Anti-VEGF use in infants


Numerous trials assessing the efficacy and safety of anti-VEGFs in adults exist, however, the clinical evidence and basic science research of anti-VEGF use in infants is lacking, according to Dr Drenser. Here, she discusses what is required from future studies to justify the use of anti-VEGFs in young patients.

Excessive VEGF expression has been identified as a causative modulator in diseases beyond these tested in rigorous clinical trials, leading to the successful and safe use of off-label anti-VEGF use to treat neovascular glaucoma, radiation retinopathy, idiopathic, infectious and myopic choroidal neovascular membranes, to name a few. It is appropriate for doctors to individualize care and use drugs off-label when the science and safety support the choice.

Paediatric treatment

Block-ROP was a phase 1 trial designed to evaluate safety only. The trial was discontinued due to lack of enrolment (only 3 infants at 11 centres failed laser treatment) at 1 year.

BEAT-ROP looked efficacy and the report looked favourable. However, further review demonstrated that the laser treatment arm had an unusually high failure rate compared to published norms (such as the Early Treatment-ROP study).

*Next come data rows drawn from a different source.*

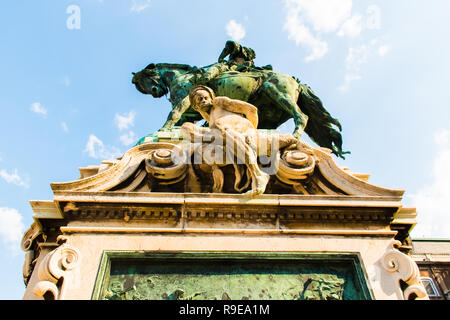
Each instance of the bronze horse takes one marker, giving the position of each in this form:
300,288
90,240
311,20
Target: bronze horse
278,98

Evidence and research lacking

Not only does a lack of clinical evidence exist for anti-VEGF use in infants, but also basic science research. Bench research has confirmed the safety of use of anti-VEGF therapies in a mature developed retina, with no adverse effects on vascular beds or neurons.3–5 However, these same studies show that VEGF blockade in developing and injured retina has adverse effects.

VEGF is necessary for the development of both vascular and neuronal development, as coined by the neurovascular unit. In the neurosciences there is growing concern that VEGF blockade in developing retina, such as that seen in premature infants, may lead to attenuation of neurogenesis. Many clinical reports suggest that the premature infant has decreased visual function, even in the absence of ROP, and relative retinal atrophy if ROP is present.6–8 Further loss of neurons in an anti-VEGF era may have unintended consequences despite doctors' best intentions.

Until recently, bench top research has not been able to adequately address these concerns. The two main agents in anti-VEGF therapy have been biologic agents (humanized antibodies), which exhibit poor to no cross-species efficacy, making cross-species comparisons tenable at best. The more recently developed aflibercept (a decoy receptor fusion protein) is not species dependent and allows for the use of animal studies to investigate the effect of anti-VEGF therapy in the developing or injured retina.